As a chronic inflammatory disease, asthma affects the breathing airways and is characterized by recurring symptoms such as coughing, wheezing and shortness of breath.
Physicians diagnose this chronic inflammatory disease based upon the symptoms exhibited by patients and their responses to various forms of treatment over a period of time.
Asthma is a chronic inflammatory disease that involves a variety of cells and cellular elements. Clinicians classify asthma patients to have either atopic or extrinsic asthma or non-atopic or intrinsic asthma. This classification is conducted based on the frequency of symptoms, the FEV1 or the forced expiratory volume in 1 second and the peak expiratory flow rate.
This chronic inflammatory disease is believed to be due to a combination of genetic and environmental factors. Some patients are born with the condition; others develop the condition as a response to extensive contact with allergens or irritants. These irritants may be found in nature, such as pollen or dust, or they may be foreign substances such as asbestos. Despite the number of deaths associated with it, it is a condition that can be controlled using proper asthma treatment and therapy, and the prognosis for asthma patients is usually quite good.
Symptoms of Asthma
Asthma affects the breathing airways and results in limited airflow throughout the tracheobronchial tree. This chronic inflammatory disease results in airway hypersensitivity that causes recurring experiences of wheezing and coughing. This blocks the normal flow of air into and out of the lungs, which can cause shortness of breath and chest tightness. These symptoms, along with coughing or wheezing, are some of the most common symptoms of this chronic inflammatory disease, but can occur in conjunction with other conditions such as gastroesophageal reflux disease.
Due to the restrictions to proper airflow, patients can also suffer from sleep disorders. These symptoms occur more often during the early morning or at night, when the body responds to exercise or cold, dry air. Some patients experience symptoms only when triggered by allergens, while some patients contend with frequent airflow obstruction. When these symptoms worsen, it is then classified as an asthmatic attack. Some of the more severe attacks require emergency medical care, since the tightening of the airways prevents oxygen from getting to vital organs and can lead to death.
Treatments for Asthma
Asthma is a condition that has many potential causes, from genetics to environmental pollutants. Because of this, it’s been a difficult task for researchers to find one universal cure for all cases of it. However, science may be close for finding a cure to one particular variety of this condition—allergy-induced asthma. In one study, researchers found that when mice inhaled a specific synthetic molecule it prevented severe symptoms of asthma-induced allergies, including the narrowing of airways and inflammation. While the effectiveness of this molecule has yet to be tested on human subjects, the study’s initial findings show promise for being able to prevent asthma attacks before they begin.
Asthma treatment aims to prevent severe asthma attacks, improve overall airflow and restore the proper functionality of the respiratory system. If not treated in a timely manner, asthma can lead to other respiratory problems. It is a chronic inflammatory disease, but it is reversible given the proper asthma treatment which manages the condition and helps patients live normal and healthy lives. However, if the patient does not receive the proper asthma treatment, the condition may become irreversible.
Asthma treatment plans are generally two-pronged: the prescription of medication that meets the needs of the patients and finding ways to reduce exposure to allergens that cause attacks. Patients are advised to avoid the allergens or irritants that trigger their attacks.
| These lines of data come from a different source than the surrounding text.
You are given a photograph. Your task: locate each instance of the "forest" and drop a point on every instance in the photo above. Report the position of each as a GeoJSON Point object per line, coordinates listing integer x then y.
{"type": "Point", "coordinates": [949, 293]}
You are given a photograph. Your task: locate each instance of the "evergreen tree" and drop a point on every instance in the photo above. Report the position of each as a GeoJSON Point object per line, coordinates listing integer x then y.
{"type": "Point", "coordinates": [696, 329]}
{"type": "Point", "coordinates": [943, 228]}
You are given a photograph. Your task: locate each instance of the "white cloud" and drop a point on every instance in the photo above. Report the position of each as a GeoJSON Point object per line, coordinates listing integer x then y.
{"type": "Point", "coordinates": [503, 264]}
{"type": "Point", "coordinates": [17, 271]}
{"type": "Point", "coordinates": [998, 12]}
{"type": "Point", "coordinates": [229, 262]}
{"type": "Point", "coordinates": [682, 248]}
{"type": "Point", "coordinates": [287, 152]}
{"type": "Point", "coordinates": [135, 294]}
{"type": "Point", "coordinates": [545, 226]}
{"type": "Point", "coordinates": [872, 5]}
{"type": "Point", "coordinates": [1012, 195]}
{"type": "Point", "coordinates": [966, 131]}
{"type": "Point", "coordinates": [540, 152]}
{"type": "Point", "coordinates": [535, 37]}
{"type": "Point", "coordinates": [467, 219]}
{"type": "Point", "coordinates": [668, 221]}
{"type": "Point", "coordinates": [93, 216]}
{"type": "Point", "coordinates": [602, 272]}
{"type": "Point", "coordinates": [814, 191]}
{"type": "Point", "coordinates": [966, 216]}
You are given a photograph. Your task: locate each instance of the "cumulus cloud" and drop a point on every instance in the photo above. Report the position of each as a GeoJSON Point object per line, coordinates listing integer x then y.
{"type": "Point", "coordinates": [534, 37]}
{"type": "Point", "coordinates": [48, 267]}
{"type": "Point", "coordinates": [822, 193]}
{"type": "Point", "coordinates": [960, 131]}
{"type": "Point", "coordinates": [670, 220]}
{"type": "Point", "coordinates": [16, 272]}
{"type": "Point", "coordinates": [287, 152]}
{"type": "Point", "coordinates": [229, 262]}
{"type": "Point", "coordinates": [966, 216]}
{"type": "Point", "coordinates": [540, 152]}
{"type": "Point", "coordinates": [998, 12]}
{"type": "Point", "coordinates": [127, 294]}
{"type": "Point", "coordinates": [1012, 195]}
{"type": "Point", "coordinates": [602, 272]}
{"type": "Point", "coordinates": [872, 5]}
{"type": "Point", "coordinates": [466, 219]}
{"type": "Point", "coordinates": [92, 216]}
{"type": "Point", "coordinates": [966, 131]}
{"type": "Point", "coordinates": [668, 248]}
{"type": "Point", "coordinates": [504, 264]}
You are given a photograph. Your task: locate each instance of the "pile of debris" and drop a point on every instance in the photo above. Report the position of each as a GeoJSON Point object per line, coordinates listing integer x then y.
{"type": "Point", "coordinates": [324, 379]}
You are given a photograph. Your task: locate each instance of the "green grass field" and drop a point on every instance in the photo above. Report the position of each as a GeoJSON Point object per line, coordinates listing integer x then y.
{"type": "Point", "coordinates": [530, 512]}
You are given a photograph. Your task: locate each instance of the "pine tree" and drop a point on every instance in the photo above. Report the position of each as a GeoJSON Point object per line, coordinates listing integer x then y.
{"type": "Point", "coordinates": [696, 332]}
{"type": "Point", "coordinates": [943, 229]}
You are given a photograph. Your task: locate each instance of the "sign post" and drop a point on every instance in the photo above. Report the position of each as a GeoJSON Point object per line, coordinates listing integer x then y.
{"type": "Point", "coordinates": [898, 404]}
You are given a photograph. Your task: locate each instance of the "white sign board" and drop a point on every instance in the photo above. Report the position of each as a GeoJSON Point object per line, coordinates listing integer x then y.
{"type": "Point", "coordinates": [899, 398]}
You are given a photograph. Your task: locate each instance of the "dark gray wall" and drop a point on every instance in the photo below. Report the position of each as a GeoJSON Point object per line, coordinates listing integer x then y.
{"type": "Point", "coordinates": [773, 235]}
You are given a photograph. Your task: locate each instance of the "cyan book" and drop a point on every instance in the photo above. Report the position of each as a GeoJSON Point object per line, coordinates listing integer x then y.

This also means avoiding irritants such as cigarette smoke and pets. In terms of medication, doctors generally prescribe inhaled short-acting beta-2 agonists such as salbutamol to manage the acute symptoms of this chronic inflammatory disease, like coughing and wheezing. In case of an attack, bronchodilators can widen air passages and increase airflow to the lungs. For more recurrent episodes, asthma treatment can also include the inhalation of corticosteroids, which are considered more effective than leukotriene antagonists in suppressing the inflammation.
Inhalers for Asthma
The most common way that asthma medication is administered is through an inhaler, which provides quick-acting relief in the event of an asthma attack. These devices come in several different varieties, and choosing the right one depends largely on a patient’s individual needs.
One of the most common types is the metered-dose inhaler. These provide specifically measured doses of medication in the form of a light mist. In addition to the medication, metered-dose inhalers also use a propellant to help distribute medication down into the patient’s airways. This mechanism makes this type of inhaler a good choice for those who have difficulty breathing in deeply.
Dry powder inhalers are also an option. These contain no propellant and are commonly used by patients who have allergies to the substances used to create them. Additionally, instead of a mist, these administer medication in the form of a powder. This method of delivery means that patients don’t have to coordinate their breath with the inhaler’s release, but it can lead to medication becoming stuck in the back of the throat.
Ultimately, finding the right inhaler comes down to choosing a device that effectively administers the medication and is easy enough for the patient to use.